The files of interest are below the Channels folder:

|-- laravel-websockets
|   |-- src
|   |   |-- WebSockets
|   |   |   |-- Channels
|   |   |   |   |-- ChannelManagers
|   |   |   |   |-- ArrayChannelManager.php
|   |   |   |-- Channel.php
|   |   |   |-- ChannelManager.php
|   |   |   |-- PresenceChannel.php
|   |   |   |-- PrivateChannel.php

In the Channel.php, PresenceChannel.php and PrivateChannel.php all pusher server relevant events are handled. Like, subscribing and sending messages. The class ArrayChannelManager controls what class is used for PrivateChannel, PresenceChannel, and Channel.

Laravel-websockets gives you the possibility to use your own channel manager for your project, specified in /config/websockets.php -> 'channel_manager'.

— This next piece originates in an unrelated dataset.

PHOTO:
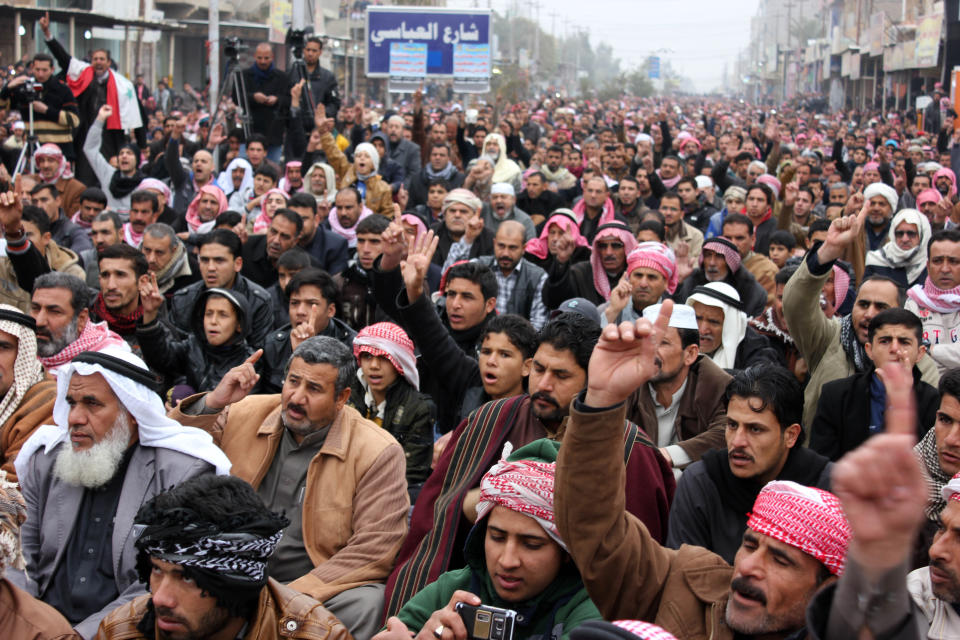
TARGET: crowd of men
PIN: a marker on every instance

To add Laravel events to pusher server events I overloaded ArrayChannelManager and PrivateChannel (you can overload the others Channels too if needed) and added Laravels queued events. In /config/websockets.php I used my overloaded class as channel_manager.

/config/websockets.php:

'channel_manager' => \App\Lib\Overwrite\LaravelWebsockets\ArrayChannelManager::class,

My overloaded ArrayChannelManager:

<?php

namespace App\Lib\Overwrite\LaravelWebsockets;

use BeyondCode\LaravelWebSockets\WebSockets\Channels\Channel;
use BeyondCode\LaravelWebSockets\WebSockets\Channels\ChannelManager;
use BeyondCode\LaravelWebSockets\WebSockets\Channels\ChannelManagers\ArrayChannelManager as ArrayChannelManagerBase;
use BeyondCode\LaravelWebSockets\WebSockets\Channels\PresenceChannel;
use App\Lib\Overwrite\LaravelWebsockets\PrivateChannel;
use Illuminate\Support\Arr;
use Illuminate\Support\Str;
use Ratchet\ConnectionInterface;

class ArrayChannelManager extends ArrayChannelManagerBase
{

    protected function determineChannelClass(string $channelName): string
    {
        if (Str::startsWith($channelName, 'private-')) {
            return PrivateChannel::class;
        }

        if (Str::startsWith($channelName, 'presence-')) {
            return PresenceChannel::class;
        }

        return Channel::class;
    }
    
    
};

In my overloaded PrivateChannel file I hook a MyPusherLaravelEvent to the pusher subscribe event:

<?php

namespace App\Lib\Overwrite\LaravelWebsockets;

use BeyondCode\LaravelWebSockets\WebSockets\Channels\PrivateChannel as PrivateChannelBase;
use Ratchet\ConnectionInterface;
use stdClass;

class PrivateChannel extends PrivateChannelBase
{
    public function subscribe(ConnectionInterface $connection, stdClass $payload)
    {
        parent::subscribe($connection, $payload);
        \App\Events\MyPusherLaravelEvent::dispatch($this->channelName);
    }
}

Its important to use Laravels queued events to separate the event handling from the pusher server. https://laravel.com/docs/8.x/events#queued-event-listeners

You can also hook your events to the Channel::broadcast... functions and then parse the content to react on certain client commands with your server.

Overload the functions in a generic way, so the vendor code can be updated without you breaking it with your overloads.